An AI system trained on heterogeneous, multi-institutional chest CT data achieved strong performance for classifying COVID-19 pneumonia and demonstrated generalizability to unseen populations. The work contributes a robust pipeline combining lung segmentation and 3D classification with explainable visualizations. While CT may not be universally recommended for screening/diagnosis, AI-enhanced CT interpretation could serve as an objective adjunct for triage, research endpoints, and specific clinical scenarios (e.g., resource-limited settings, outbreaks). Future research should refine domain adaptation for new institutions, improve sensitivity in advanced disease, extend from classification to precise lesion localization/segmentation and disease quantification, and prospectively validate the models across varied prevalences and clinical pathways.

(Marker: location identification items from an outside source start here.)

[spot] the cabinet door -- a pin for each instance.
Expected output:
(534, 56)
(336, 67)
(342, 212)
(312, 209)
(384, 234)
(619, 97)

- Retrospective, multi-cohort design with positive and negative cases from different populations limits strict assessment of generalizability and may introduce selection biases. - Performance is prevalence dependent; the constructed test set had a 24.4% COVID-19 prevalence, which may not match all real-world settings. - CT acquisition protocols and timing relative to disease onset varied across centers; advanced disease cases showed lower sensitivity compared to earlier-stage imaging. - The model provides classification and saliency maps but does not output precise lesion localization or segmentation for COVID-19 findings. - While the independent testing design (excluding one center) showed generalization, a fully external prospective validation was not conducted. - Use of CT for routine screening/diagnosis remains controversial due to overlap with other pneumonias; despite high specificity observed here, clinical integration requires careful consideration and further validation.